Table of contents
PnID to iTwin
Download API definition:

PnID Schematic to iTwin

Overview

The PnID schematic to iTwin model is a Bentley-developed machine learning pipeline that extracts information from raster PnID drawings. The pipeline takes one or more PnID sheets as input and extracts text and symbol information which it returns under a .json format. A machine learning model detects components represented as symbols, such as valves, pumps, vessels, or off-page connectors, on the drawing and classifies them using the OpenPlant ProcessFunctional schema based upon ISO15926. See Schema Editor in the OpenPlan Project Administrator Help and the OPPID - Project Locations and Definitions wiki for more information. An additional OCR model detects all text information, both typed and handwritten. The detected text labels in the PnID drawing are linked to their corresponding components.

Workflows

The most common workflow for the PnID schematic to iTwin model is to extract information from raster PnID drawings and import it into an iModel to create a brownfield iTwin. If you have access to other sources of information, the results can be aggregated with other sources of information such as 1D and 3D data to quickly link and refer to. For example, this can allow bringing up the correct PnID sheet and zooming on the region of interest when clicking on an element in the 3D model or when querying a specific tag in a 1D asset registry.

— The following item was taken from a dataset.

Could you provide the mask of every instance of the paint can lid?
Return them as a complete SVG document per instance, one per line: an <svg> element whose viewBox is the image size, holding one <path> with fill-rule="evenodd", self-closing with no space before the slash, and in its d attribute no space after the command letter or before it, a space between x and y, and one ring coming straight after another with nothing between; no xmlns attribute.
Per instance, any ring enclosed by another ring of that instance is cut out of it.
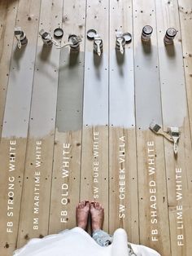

More involved workflows can include using the extracted information to kickstart the re-creation of a drawing using the detected component classes and properties, their detected location, and matched tags. The recreated drawing can easily be updated if you change the process lines.

Inputs

The 'Schematic to iTwin': 'PID2iTwin' ML model inputs one or more PnID files. The files can be of the following formats: .pdf, .png, .jpg, and .bmp. If the files are .pdf, they can be multipage. Each sheet is extracted separately.

IMPORTANT: All PnID sheets belonging to a single plant should be sent as one batch to the service for optimal results and to allow automatic linking of off-page connectors.

  • Files: list of single or multipage PnID files of a supported format (.pdf, .png, .jpg, .bmp).

Outputs

For each processed sheet from the input, the following files are returned:

  • Prediction file: A .json file with the model's prediction. The file contains a header section and object sections. Under the key asset, the header section includes information about the input file and the inference task. The object sections contain detections for each object type. There are currently two object types, regions and links, which can be found under those keys in the file.

  • Raster image: .png rendering of the input file with coordinates that allow directly displaying the bounding boxes present in the output file. This raster image may differ slightly in dimensions, contrast, and orientation from the original file due to preprocessing.

Output files follow this naming convention:

<basefilename>_<suffix>_p<4digitsPageNumber>.[json/png]

  • input file name: mypid.pdf → corresponding output file name is mypid_pdf_p0001, mypid_pdf_p0002, mypid_pdf_pXXXX

Additionally, a metadata file is returned per inference.

  • Metadata file: a .json file named metadata.json. This file summarizes the detections on the whole batch of processed sheets.

Prediction File Description

The prediction file contains 4 parts:

  • asset - A dictionary.

  • fields:

    • id: (str), Unique identifier for the inference file. No other prediction file should have the same id.
    • name: (str), The file name of the corresponding input sheet.
    • format: ("png"|"jpg"|"jpeg"|"pdf"), The file format of the corresponding input sheet.
    • size: (dict with keys "width" and "height"), Dimensions of the output sheet image corresponding to the prediction file.
    • creationDate: (YYYY-MM-DD HH:MM:SS.dddddd), Date and time of the creation of the prediction file.
    • taskDefinitionId: (str), Unique identifier of the task definition used to train the model and make predictions.
  • example:

    "asset": {
      "id": "530eb4f3ef825b0b91c79aea57c1f035376745cfab71eb1d0f06ede99f3f16d3",
      "name": "ML003688849_0.png",
      "format": "png",
      "size": {
        "width": 10000,
        "height": 7728
      },
      "creationDate": "2021-10-29 15:36:59.315630",
      "taskDefinitionId": "PID2digitalTwinDataset==1.0.0"
    }
    
  • regions - A list of dictionaries, each representing a detected symbol.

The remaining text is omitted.